Comment by OhMeadhbh
18 days ago
It was more of a message board. I mean, I guess you could use a message board as a bug tracking system, but most of the uses I saw were more groups of people planning things... graduation parties, keggers, jam sessions, etc.
Thank you! I don't have any experience with PLATO itself.
A few PLATO stories:
The first time I saw a PLATO terminal was wandering through one of the engineering buildings at UIUC in '78. I was captured by the "friendly orange glow." There were some people there so I snuck in and started talking to them. I was able to convince them to give me an account on the down-low... don't tell anyone about it 'cause I don't want to get kicked off the system. So I would swing by there or the library on off-peak times so I wouldn't be accused of using the system for frivolous things like music while other people were doing SERIOUS work.
It turns out, part of their plan was to give a real account to anyone who wandered by. It was back when we really weren't sure what personal computing was going to look like and they were a university so they experimented with letting high school students, random musicians, liberal arts students, people from town... anyone who asked for an account pretty much got one.
One day I learned the new-ish terminals were run by an 8080 CPU and had some I/O off to the side (I think mostly to run a slide projector.) I mentioned this would be great way to control a network of synthesizers and one of the guys said "Oh! You should talk to Sherwin!" -- they were talking about Sherwin Gooch who made the "Gooch Synthetic Woodwind" that hooked up to the PLATO terminal and made wood-windy sounds. I went looking for him but all I found was a box of parts and a story about how he had left town to go to Florida State.
Several years later I'm at Florida State working for Paul Dirac (this was right before he passed away, so probably '85.) And hey! They have PLATO terminals at Florida State. I was musing about using them to control synthesizers again to people in Tallahassee and one of them says "Hey! You should talk to Sherwin! He made some musical instrument to hook up to the old terminals!" And I went looking for the mythical Sherwin only to discover a box of parts and a story that he had taken a job in Sili Valley.

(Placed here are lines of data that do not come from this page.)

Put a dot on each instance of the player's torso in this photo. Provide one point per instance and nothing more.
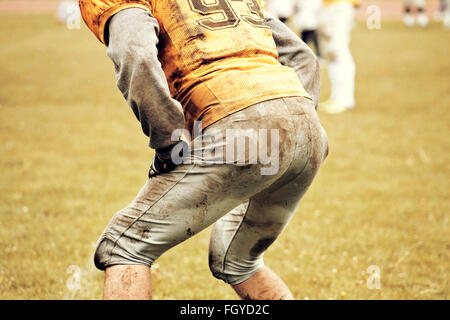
(214, 48)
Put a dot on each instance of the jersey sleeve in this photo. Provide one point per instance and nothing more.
(96, 13)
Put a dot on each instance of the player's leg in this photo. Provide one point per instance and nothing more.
(240, 238)
(172, 207)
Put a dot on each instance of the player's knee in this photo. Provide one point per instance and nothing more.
(109, 253)
(233, 271)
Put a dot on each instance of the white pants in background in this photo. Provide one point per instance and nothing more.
(417, 3)
(281, 8)
(335, 26)
(307, 17)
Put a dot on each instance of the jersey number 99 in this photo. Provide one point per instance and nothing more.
(230, 18)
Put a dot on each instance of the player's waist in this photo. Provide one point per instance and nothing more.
(232, 90)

After a decade of working for Bell Canada, I finally make it out to Sili Valley for a job tuning modular exponentiators for PowerPC devices. This was probably '98. And I go visit a few friends at CCRMA (Stanford's Center for Computer Research in Music and Acoustics.) I was peripherally involved with psycho-acoustic research at Bell Canada, so it's not a complete stretch for me to be there. I'm chatting with a friend I met in Tallahassee, who happened to be working in Palo Alto. I eventually mention PLATO and the Gooch Virtual Woodwind and my friend says "Oh yea! You should talk to Sherwin!" And I'm ready for him to say something like "but he moved to outer mongolia..." but instead he says "and he's sitting right over there."
So after 20 years I finally got to have my conversation with Sherwin about computer music and PLATO. Though honestly, we mostly talked about techniques for solving math problems.
---
Fast forward another 15 years and someone launched cyber1.org, which is an online emulated CDC6700(?) running the PLATO software. Just download the pterm package and you can talk to it. You could, apparently, use your old login id so people could find you on the system again. I couldn't remember by group authenticator so it took a few days to get logged in. But what I didn't realize is they way they got everyone's account info was they restored backup tapes from various PLATO installations.
I logged in and was presented with pnotes files from about 30 years earlier.
Surreal.
And it gets weirder because one day I'm in the Living Computer Museum in Seattle and they have a PLATO terminal on display. You were encouraged to use the DEMO account to look at what old networked systems were like, but just for fun I try my FSU account info and... viola! I'm in my FSU account from 1985 on an actual PLATO terminal downstairs talking to an actual (non-emulated) restored CDC6700 upstairs. Like cyber1, they got people's account info from the same backup tapes.
These are awesome, thanks! I wonder what happened to the CDC6700 and PLATO terminal after the LCM+L auction.